Aujourd’hui, le nouveau régime semble vouloir aller plus loin dans l’application du Code. Mais que dit réellement ce texte ? Birame Faye répond : l’article 192 donne ce pouvoir à l’autorité administrative (Gouverneur, Préfet et sous-préfet) «pour prévenir ou faire cesser une atteinte à la sécurité de l’Etat, à l’intégrité territoriale, ou en cas d’incitation à la haine ou d’appel au meurtre».

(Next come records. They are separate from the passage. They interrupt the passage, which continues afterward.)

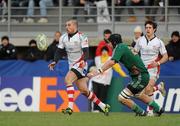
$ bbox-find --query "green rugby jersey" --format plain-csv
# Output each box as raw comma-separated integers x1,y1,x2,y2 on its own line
111,43,148,76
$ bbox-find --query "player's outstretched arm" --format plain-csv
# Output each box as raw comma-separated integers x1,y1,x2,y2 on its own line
87,60,116,78
48,48,64,70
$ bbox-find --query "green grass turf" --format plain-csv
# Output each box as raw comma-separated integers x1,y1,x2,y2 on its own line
0,112,180,126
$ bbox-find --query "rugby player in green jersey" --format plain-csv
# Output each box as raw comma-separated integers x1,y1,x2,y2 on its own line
87,34,164,116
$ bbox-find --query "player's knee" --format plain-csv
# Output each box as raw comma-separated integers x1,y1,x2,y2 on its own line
64,77,72,86
118,90,130,104
80,89,89,96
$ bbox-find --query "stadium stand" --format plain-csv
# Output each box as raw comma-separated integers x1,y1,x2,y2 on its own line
0,0,180,46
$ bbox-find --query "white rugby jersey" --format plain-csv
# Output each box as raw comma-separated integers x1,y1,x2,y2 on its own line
134,36,167,67
92,56,113,85
58,32,89,68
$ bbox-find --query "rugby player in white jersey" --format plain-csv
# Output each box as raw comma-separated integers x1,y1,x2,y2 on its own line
48,19,110,115
134,21,168,116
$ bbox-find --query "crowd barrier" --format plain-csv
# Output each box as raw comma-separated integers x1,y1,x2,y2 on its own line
0,60,180,113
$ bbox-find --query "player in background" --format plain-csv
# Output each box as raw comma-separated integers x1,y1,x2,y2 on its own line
87,34,164,116
49,19,110,115
134,21,168,116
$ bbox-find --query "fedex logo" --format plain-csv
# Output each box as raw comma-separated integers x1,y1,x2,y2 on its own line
0,77,88,112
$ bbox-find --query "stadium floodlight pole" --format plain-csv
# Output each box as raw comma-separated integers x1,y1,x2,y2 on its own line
111,0,115,33
7,0,11,37
59,0,63,32
164,0,169,36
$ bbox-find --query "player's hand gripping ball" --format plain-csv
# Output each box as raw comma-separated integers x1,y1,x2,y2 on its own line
36,33,48,51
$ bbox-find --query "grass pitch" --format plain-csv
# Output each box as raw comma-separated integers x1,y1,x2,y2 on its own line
0,112,180,126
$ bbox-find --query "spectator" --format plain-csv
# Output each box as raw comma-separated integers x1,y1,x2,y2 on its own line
24,39,43,61
131,26,143,47
23,0,53,23
90,46,127,111
96,29,112,56
45,31,61,61
0,36,17,60
169,0,180,14
126,0,150,22
166,31,180,61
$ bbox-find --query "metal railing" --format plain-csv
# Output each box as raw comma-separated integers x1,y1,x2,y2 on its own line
0,0,180,41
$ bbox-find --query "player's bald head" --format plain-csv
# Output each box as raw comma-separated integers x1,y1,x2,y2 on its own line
67,19,78,28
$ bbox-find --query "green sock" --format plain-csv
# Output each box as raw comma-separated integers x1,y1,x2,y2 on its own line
131,104,144,114
148,100,160,112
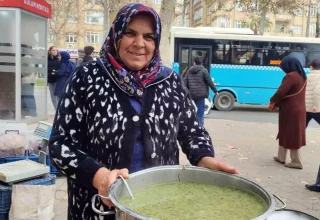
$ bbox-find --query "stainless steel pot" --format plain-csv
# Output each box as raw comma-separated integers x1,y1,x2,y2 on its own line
92,166,285,220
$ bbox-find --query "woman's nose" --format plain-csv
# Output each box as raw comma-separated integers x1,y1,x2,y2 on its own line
134,36,144,48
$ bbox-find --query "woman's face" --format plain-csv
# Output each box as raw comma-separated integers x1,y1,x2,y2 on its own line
118,15,155,70
50,47,58,57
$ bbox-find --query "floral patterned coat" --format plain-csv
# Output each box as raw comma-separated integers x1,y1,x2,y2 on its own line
49,59,214,219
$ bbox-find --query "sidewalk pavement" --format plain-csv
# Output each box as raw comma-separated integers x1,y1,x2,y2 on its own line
29,118,320,217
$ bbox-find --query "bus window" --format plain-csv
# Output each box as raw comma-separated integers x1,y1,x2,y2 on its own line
306,44,320,64
289,43,307,67
231,41,254,64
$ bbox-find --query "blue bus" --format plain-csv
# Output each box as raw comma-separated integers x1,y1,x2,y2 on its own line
170,27,320,111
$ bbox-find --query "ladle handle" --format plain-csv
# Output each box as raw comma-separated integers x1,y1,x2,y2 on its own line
273,194,287,211
91,194,116,215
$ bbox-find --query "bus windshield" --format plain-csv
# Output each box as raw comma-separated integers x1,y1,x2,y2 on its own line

Il précise que toutes les autres sanctions, qu’elles soient administratives ou pénales, relèvent des attributions du Conseil national de régulation de l’audiovisuel (Cnra) ou du juge. Pour Birame Faye, dans les pays qui se réclament démocratiques, les textes évitent systématiquement de confier à l’autorité politique, le pouvoir de prononcer la fermeture ou la suspension d’un média. «Les risques d’abus sont réels. D’autant que, dans toutes les démocraties, les relations entre la presse et le pouvoir sont caractérisées par un malentendu permanent. Le contraire serait d’ailleurs suspect», conclut-il.
«C’est une aberration»
Joint par Le Quotidien, Moustapha Cissé, tout nouveau Secrétaire général du Syndicat des professionnels de l’information et de la communication du Sénégal (Synpics), exprime lui aussi son désarroi face à cette situation difficile que vit le secteur des médias au Sénégal. «Avant d’en arriver à ce que dit le Code de la presse, j’aimerais rappeler que le directeur de la Communication avait reconnu, lors de sa dernière sortie, qu’il y avait des erreurs dans la liste publiée.

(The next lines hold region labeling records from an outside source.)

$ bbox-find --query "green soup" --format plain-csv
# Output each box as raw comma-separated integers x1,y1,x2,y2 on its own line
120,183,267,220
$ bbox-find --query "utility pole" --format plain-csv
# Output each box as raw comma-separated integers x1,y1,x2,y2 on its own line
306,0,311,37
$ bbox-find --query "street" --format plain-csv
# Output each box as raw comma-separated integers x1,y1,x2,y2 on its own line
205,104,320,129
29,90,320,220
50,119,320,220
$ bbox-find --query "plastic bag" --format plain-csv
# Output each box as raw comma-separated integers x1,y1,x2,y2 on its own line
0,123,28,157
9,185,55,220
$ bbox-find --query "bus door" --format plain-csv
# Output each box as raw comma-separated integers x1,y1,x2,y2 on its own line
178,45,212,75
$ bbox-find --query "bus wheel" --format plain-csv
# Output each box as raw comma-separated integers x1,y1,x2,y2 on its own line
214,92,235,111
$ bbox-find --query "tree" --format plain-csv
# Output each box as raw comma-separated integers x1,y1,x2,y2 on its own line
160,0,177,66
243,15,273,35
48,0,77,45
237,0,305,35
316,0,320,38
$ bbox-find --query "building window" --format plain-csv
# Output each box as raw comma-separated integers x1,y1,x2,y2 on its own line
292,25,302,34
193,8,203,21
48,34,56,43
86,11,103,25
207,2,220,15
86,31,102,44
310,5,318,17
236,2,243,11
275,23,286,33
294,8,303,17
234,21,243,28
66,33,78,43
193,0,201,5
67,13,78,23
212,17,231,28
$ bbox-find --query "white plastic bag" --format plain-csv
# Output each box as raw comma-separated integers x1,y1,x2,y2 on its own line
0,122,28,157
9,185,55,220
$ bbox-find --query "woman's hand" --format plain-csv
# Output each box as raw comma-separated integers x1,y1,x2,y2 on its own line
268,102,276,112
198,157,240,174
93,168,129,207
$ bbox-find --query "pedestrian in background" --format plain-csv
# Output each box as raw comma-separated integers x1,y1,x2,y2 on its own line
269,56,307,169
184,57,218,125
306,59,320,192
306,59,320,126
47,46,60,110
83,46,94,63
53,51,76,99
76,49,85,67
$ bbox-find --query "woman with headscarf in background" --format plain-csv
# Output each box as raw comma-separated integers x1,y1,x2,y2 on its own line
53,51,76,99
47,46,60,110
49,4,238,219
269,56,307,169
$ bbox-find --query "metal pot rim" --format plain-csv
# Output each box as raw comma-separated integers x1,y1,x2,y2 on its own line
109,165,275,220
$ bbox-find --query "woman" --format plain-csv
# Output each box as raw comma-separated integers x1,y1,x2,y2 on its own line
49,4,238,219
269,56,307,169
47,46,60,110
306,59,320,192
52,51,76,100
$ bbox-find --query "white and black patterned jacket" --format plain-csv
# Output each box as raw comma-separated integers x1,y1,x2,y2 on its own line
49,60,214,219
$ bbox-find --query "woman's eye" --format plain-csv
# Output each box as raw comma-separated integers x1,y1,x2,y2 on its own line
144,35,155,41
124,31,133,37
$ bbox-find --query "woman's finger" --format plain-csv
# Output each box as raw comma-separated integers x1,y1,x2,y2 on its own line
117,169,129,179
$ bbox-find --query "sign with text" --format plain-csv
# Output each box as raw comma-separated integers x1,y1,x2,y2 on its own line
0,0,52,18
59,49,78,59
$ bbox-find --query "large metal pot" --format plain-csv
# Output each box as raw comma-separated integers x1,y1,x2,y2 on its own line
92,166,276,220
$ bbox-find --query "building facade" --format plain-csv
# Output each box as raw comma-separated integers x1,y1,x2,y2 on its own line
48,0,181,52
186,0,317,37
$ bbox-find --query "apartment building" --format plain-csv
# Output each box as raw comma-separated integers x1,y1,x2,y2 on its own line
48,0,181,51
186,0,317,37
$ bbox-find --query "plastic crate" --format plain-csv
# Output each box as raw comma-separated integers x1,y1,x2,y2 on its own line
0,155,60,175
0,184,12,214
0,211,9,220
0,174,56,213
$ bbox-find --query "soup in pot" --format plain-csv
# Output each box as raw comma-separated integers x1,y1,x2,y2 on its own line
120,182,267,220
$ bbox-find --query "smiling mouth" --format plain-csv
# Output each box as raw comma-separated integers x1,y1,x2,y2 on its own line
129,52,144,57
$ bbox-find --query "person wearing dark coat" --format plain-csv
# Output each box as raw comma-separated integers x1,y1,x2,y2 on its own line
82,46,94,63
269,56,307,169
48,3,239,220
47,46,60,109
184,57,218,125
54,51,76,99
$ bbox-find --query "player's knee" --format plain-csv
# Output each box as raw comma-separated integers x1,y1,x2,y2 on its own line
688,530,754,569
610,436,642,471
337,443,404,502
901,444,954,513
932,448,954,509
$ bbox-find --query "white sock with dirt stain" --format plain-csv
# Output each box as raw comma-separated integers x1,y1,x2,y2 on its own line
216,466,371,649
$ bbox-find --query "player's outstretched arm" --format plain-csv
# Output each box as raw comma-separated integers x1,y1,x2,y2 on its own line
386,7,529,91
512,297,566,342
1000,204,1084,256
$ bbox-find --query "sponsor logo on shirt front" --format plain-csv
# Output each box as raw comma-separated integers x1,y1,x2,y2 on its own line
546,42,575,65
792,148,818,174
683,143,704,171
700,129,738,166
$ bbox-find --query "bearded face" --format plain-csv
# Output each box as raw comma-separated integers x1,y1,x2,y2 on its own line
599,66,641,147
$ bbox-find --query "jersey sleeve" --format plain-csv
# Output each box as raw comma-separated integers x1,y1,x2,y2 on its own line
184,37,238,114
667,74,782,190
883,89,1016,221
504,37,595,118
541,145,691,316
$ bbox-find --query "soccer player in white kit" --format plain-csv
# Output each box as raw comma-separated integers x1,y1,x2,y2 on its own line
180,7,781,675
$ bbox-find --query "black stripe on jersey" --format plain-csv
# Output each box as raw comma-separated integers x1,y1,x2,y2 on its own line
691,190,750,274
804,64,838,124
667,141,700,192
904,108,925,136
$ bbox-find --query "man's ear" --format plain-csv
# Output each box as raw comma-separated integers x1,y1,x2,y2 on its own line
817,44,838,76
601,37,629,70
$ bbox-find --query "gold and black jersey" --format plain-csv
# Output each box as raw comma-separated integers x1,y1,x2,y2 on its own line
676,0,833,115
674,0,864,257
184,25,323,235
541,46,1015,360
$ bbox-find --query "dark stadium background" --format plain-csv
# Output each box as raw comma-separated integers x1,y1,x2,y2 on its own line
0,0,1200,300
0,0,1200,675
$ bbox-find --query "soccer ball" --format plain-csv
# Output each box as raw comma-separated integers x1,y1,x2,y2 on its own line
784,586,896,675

Et nous attendions une correction, pas un arrêté. Nous sommes désolés, c’est une aberration», a-t-il dénoncé. Pour rappel, après la publication de la liste définitive des médias reconnus, le ministre Alioune Sall a saisi officiellement son collègue de l’Intérieur, Jean-Baptiste Tine, le 17 février dernier, afin de mobiliser les services compétents pour assurer la cessation immédiate des activités des médias considérés «non conformes». D’après des sources bien informées, la Direction de la surveillance du territoire (Dst) et la Division spéciale de cybersécurité (Dsc) ont été sollicitées pour exécuter cette décision.